The Euro-American lineage 4 was the most predominant one encountered in the Eastern region of Ghana and included the Cameroon (44.1%) and Ghana (22.5%) genotype. A similar study to ours previously undertaken in the country showed that up to 36 % of the Cameroon sub-lineage was recorded in South-Western Ghana and about 17% by the Ghana sub-lineage [29]. A similar trend has been observed in a neighbouring West African country where up to 21% were of the Ghana genotype, buttressing the dominance of this lineage in the region and thus most likely to be involved in community transmission as shown in Mali with the Cameroon genotype [35]. Although we cannot infer active transmission of the Cameroon and Ghana genotype clusters in our study considering the low discriminatory power of spoligotyping, the presence of the Cameroon lineage has been largely shown to be present in West African countries including Ghana, Nigeria, Burkina Faso and Cameroon, and could be a reflection of intra-regional free movement of population within the Economic Community of West African States [36]. The other MTBc lineages belonging to especially to Lineage 4 have been largely observed in the country as well as within other African regions [16, 30, 32]. Lineage 4 has been shown to be geographically widespread [18], and high recent transmission rate of this lineage has been shown to occur recently in Ghana [37].

This study has shown that 32% and 45.5% of Cameroon and Ghana sub-lineages respectively were MDR. The MDR-TB linked to Cameroon genotype has been shown to be widespread in Nigeria [38]. Equally, drug resistance in Ghana has been linked to the Ghana genotype [28] and the latter has been found to be an important cause of MDR-TB in Bamako – Mali [35]. Mali and Nigeria being neighbouring countries of Ghana, the clonal expansion of MDR in the sub-region with likely risk of community transmission cannot be excluded. Phylogenetic analysis has shown previously the implication of a sub-clade of the Ghana genotype belonging to the T1 family to be more likely associated with drug resistance compared to other genotypes [35, 39]. The Beijing strains as well as its association with MDR reported in this study has earlier been described in the country [28]. The dominance of the Beijing strains has been recorded in South Africa, with up to 19.2% of all TB cases, while in West African region, Guinea accounted for 5.3% and Gambia for 5.2% [36]. This is not unconnected with the current influx migration of Asian population to the African region as well as increase trade relations of Africans returning from travel to China for business, leading to the spread of this Lineage 2 in the continent.

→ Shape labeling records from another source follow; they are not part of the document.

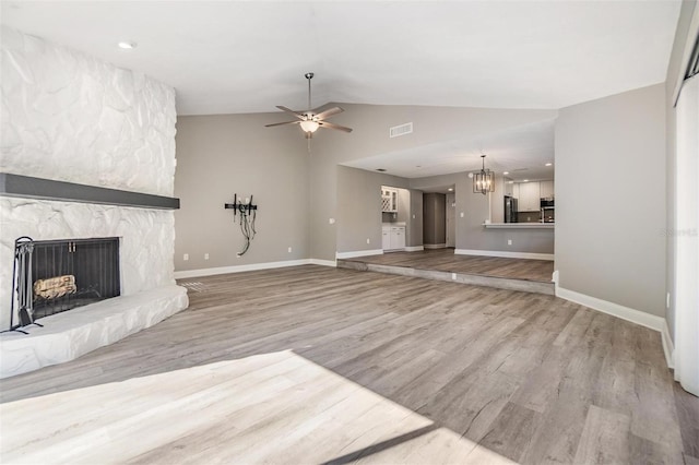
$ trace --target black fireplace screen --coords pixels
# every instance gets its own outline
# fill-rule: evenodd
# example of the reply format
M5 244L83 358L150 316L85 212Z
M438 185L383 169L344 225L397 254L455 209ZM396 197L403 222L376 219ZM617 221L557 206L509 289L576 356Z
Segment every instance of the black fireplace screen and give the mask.
M31 273L35 320L117 297L119 238L34 241Z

High prevalence of MDR–TB [40] as well as increase transmission has been linked with L2–Beijing [41, 42] and its being increasingly reported in Africa [43, 44].

5. Conclusion

MDR-TB strains in the Eastern region of Ghana is particularly worrisome considering the possibility of its community transmission. The Cameroon and Ghana genotypes were the predominant clade encountered and a slight decrease of M. africanum was observed in the study area. Although there was no obvious association between the sub-lineages and drug resistance, the presence and dissemination of the Beijing strain in the study area might pose a serious threat in the future considering the development and increase drug resistance in the region. Newer strategies and policies should be elaborated for efficient control of the surge of MDR in the region. Active surveillance which may include prior screening and evaluation of risky individuals coming from areas in the west African sub-region as well as foreign countries across the world with known MDR-TB strains is advocated. This will help to prevent the consequence and threat on naive indigenous populations in the long term in a country where widespread diagnosis as well as laboratory infrastructure still requires some improvement to efficiently curb the propagation of MDR-TB.

Declarations

Author contribution statement

Benjamin D. Thumamo Pokam: Conceived and designed the experiments; Performed the experiments; Analyzed and interpreted the data; Contributed reagents, materials, analysis tools or data; Wrote the paper.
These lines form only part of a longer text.